Claire Malon, Chicago Tribune on

Published in Business News

If you’ve been to the store lately, the price of some goods may look a little different. From bananas and oranges to chicken, a handful of everyday grocery items are at or less than a cent away from record prices.

The most noticeable of these? Ground beef. Now more than $6.60 a pound, the cost of ground beef is soaring to all-time highs, jumping another 30 cents month-over-month, according to the latest data from the consumer price index.

But before you start budgeting, most consumer prices showed very minimal changes. The cost of eggs and bread are down, and nationally, gas is only a cent more than it was the previous month.

Across the board, inflation accelerated in August, rising 0.4%. Compared with a year ago, consumer prices are about 2.9% higher, an increase economists largely attribute to sweeping tariffs levied by President Donald Trump.
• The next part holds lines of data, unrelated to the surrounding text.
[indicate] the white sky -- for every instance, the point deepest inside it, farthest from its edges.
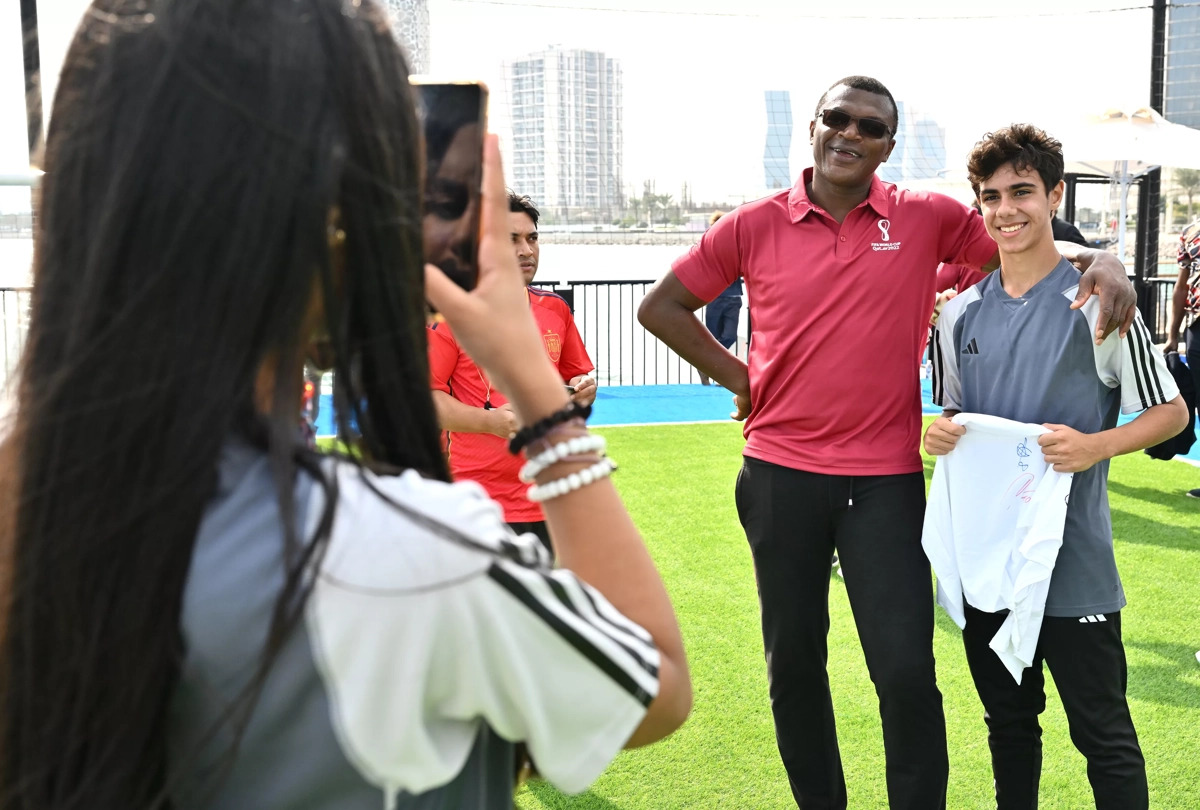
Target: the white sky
(695, 71)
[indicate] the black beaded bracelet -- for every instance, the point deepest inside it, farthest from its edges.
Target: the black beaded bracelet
(539, 429)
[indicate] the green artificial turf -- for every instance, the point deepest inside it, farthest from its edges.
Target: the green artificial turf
(678, 481)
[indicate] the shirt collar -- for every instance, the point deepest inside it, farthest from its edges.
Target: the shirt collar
(799, 204)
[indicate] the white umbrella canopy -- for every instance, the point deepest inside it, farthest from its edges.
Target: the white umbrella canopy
(1126, 145)
(1140, 141)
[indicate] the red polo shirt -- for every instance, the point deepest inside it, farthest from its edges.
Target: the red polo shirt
(959, 277)
(838, 313)
(484, 457)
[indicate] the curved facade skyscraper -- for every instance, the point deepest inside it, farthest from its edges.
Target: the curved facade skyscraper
(779, 141)
(567, 130)
(411, 23)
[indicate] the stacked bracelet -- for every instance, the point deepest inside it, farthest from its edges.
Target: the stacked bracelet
(555, 454)
(561, 486)
(541, 427)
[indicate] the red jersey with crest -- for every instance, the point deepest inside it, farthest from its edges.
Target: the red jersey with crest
(484, 457)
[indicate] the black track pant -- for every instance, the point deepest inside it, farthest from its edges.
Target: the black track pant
(793, 521)
(1089, 666)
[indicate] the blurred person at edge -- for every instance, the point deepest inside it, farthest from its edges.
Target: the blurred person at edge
(840, 274)
(477, 417)
(202, 612)
(1186, 311)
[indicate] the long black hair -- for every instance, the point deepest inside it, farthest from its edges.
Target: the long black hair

The Tribune is tracking 11 everyday costs for Americans — eggs, milk, bread, bananas, oranges, tomatoes, chicken, ground beef, gasoline, electricity and natural gas — and how they are changing, or not, under the second Trump administration. This tracker is updated monthly using CPI data from the U.S. Bureau of Labor Statistics.

Eggs

In the wake of all-time highs set in the winter and spring, egg prices have dropped significantly in recent months. This downward trend continued in August, though the price appeared to settle somewhat, dropping just 1 cent month-over-month. According to the latest data, the average cost of a dozen large Grade A eggs is $3.59 nationwide.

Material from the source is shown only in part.